Teeth glimmer in the sunshine pouring through the hole in the roof, and Ellie acts on instinct, kicks the runner in the face, crawls away, feels like she's going to throw up and pass out. Her hand is wrapped around something, and she looks down without the slightest clue of what it is.
It's a gun. Riley's gun.
"No!" Ellie begs, not to the runner, not to God, not to anyone but herself. She's lifting the gun, she's trying not to, she's fingering the trigger, she's trying not to, she's aiming at the runner's head, Riley's head, and she's trying so desperately to throw the weapon to the side and let whatever will happen happen, but she can't.
Boom.
Riley is blown onto her back. A small pool of blood begins to form around her head, soaking her clothes and tinting her grey skin a dull shade of red.

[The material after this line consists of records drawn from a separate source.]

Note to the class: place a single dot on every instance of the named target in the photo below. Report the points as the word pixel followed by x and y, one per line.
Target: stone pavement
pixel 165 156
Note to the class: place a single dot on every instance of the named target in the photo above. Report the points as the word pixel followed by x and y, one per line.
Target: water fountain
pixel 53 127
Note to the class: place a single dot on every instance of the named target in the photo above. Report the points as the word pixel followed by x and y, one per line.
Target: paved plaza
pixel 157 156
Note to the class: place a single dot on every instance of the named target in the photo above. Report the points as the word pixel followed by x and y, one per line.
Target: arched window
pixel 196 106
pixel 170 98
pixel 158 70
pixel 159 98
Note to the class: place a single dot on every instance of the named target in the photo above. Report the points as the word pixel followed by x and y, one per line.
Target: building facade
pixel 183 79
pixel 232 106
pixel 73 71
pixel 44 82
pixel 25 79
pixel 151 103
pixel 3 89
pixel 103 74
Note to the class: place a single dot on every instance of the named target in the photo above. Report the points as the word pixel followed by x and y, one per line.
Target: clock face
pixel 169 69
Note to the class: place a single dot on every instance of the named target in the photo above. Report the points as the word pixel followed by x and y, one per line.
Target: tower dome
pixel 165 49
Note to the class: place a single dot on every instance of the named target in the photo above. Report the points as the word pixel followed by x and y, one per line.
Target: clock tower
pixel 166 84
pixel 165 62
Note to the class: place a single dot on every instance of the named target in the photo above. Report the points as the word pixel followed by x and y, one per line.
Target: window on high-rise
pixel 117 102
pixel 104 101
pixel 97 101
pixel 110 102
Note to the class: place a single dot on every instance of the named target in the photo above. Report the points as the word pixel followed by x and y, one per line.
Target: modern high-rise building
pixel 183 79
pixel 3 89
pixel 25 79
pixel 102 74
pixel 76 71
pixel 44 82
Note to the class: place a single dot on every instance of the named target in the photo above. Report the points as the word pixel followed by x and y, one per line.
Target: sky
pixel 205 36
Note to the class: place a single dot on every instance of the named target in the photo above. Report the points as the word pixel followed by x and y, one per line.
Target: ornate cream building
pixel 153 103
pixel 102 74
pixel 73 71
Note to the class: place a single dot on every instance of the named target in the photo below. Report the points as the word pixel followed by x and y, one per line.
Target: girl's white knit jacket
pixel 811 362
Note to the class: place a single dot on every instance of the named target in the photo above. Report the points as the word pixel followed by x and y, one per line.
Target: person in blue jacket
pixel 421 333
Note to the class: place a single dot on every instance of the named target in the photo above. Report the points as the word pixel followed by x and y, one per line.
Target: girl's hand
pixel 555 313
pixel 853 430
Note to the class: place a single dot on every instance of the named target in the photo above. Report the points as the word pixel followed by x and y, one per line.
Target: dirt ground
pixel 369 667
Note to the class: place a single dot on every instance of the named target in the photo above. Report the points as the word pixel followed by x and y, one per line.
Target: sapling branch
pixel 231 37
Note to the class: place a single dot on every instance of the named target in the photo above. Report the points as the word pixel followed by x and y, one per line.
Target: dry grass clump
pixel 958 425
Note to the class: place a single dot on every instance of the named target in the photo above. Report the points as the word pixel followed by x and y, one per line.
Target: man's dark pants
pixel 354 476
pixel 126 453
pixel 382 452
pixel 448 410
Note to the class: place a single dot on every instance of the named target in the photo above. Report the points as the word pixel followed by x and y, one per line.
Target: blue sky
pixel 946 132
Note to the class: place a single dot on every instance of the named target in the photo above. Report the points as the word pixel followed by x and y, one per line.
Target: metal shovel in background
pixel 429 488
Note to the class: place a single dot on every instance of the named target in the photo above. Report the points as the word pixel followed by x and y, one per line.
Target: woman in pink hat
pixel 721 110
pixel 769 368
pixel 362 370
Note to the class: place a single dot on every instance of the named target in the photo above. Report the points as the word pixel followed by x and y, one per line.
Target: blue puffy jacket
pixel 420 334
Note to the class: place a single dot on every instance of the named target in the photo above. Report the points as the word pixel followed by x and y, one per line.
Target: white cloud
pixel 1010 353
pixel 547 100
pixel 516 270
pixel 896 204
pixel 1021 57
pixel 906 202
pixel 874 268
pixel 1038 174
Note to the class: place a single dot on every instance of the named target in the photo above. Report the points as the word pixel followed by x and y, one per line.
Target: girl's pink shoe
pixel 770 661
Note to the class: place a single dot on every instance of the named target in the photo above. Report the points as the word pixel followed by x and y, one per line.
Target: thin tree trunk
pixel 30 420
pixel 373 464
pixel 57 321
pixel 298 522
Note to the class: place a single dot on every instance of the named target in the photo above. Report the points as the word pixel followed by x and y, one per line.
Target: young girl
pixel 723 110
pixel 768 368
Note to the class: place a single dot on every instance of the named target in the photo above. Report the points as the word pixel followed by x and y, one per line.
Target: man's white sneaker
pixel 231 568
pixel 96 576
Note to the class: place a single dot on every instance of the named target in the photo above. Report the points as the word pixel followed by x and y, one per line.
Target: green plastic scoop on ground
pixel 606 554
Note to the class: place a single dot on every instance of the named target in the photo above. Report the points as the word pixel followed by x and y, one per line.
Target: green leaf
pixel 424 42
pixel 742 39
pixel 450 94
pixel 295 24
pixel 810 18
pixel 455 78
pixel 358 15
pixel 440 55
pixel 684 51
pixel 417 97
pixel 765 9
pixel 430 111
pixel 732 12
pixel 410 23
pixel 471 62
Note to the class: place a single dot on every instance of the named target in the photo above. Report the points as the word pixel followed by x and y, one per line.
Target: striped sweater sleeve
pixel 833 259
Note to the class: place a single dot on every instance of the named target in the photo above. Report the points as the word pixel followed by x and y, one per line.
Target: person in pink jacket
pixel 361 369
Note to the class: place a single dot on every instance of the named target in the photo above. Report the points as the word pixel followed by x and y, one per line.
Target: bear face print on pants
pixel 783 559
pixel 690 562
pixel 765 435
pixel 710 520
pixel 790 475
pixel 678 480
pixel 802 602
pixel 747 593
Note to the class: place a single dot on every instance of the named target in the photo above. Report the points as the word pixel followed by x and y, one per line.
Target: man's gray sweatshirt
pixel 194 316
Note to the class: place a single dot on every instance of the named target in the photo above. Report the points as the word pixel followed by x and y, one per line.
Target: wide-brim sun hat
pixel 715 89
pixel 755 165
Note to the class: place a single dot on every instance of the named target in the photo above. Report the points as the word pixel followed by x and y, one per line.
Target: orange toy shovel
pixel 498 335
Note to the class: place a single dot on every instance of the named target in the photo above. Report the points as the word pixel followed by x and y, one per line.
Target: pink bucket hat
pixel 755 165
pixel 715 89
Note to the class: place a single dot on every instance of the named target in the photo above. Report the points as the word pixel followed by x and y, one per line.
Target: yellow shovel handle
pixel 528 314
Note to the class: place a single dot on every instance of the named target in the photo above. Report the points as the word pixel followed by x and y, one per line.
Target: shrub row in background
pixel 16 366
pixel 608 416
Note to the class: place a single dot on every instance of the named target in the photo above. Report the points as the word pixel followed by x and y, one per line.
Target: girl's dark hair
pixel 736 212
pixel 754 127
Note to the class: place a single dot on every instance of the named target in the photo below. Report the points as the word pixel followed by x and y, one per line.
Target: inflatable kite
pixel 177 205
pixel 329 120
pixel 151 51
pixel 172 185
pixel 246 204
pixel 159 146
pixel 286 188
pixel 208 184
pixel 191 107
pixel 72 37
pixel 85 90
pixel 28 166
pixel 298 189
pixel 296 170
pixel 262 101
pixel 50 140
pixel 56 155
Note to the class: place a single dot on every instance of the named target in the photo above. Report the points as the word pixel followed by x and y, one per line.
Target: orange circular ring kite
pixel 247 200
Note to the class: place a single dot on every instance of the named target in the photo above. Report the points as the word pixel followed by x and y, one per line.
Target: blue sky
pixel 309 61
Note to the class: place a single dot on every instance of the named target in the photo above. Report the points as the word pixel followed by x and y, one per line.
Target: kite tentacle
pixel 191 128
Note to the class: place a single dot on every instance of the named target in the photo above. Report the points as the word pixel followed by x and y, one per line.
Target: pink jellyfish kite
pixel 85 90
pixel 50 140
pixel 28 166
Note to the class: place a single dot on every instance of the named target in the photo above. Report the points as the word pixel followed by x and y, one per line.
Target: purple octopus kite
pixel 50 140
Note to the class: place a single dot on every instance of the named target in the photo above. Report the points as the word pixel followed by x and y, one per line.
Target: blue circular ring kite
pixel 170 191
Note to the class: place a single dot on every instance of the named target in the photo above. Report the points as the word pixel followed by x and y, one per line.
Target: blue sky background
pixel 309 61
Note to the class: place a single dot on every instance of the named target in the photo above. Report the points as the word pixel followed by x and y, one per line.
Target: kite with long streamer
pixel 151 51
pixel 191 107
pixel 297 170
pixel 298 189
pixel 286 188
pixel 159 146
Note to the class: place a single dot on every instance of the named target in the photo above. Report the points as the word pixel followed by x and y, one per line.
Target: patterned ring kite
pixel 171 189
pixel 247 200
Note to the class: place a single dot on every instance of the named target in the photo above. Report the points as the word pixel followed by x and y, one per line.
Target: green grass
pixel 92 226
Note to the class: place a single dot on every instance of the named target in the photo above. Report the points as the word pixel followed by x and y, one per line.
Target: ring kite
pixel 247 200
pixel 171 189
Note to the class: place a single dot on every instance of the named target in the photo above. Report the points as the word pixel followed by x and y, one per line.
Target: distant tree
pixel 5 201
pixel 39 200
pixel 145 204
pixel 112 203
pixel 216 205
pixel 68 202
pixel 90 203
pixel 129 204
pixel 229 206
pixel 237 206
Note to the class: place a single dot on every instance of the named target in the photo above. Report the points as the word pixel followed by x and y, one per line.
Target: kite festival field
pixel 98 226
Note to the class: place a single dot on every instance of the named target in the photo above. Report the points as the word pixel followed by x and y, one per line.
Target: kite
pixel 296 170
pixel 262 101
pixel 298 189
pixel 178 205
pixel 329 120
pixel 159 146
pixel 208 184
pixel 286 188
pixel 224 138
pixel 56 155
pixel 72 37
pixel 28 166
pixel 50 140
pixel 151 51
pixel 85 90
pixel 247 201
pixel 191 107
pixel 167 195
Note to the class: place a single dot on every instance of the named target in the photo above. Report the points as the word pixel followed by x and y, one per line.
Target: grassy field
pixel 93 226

The gun falls to the ground. Ellie stares at the body, her mouth hanging open, tears streaming silently down her cheeks, cutting paths through the dirt and grime and red. A single cry escapes her lips, she curls into a ball, squeezes her eyes shut and bangs her head against the ground until she's dizzy and bruised and in so much pain that she can barely see straight. She looks up, crawls towards the corpse, holds its hand and intertwines its limp fingers with her own. As if a link has been established, the memories flash through her mind, make her feel worse.
The memory of how they met. The memory of how they met the Fireflies. The memory of the first night they slept in the same bed, wrapped up in each other's arms because it felt so much safer, so much warmer, so much happier. The memory of how they sat together in the cafeteria, making quiet jokes about the bafoons marching between the tables with machine guns and permanent scowls. The memory of the fight, of the words that could never have torn them apart forever. The memory of last night, of their reunion, of their trip, of their failed escape. The memory of the only thing that could have torn them apart and now has.
She takes the pendant from around the runner's neck, holds it to her chest and rocks back and forth, back and forth, back and forth.
"I love you.
"Please.
"Don't go."
Whatever sound comes out next is caught between a cry and an inappropriately timed chuckle; she woke up with a hangover after all.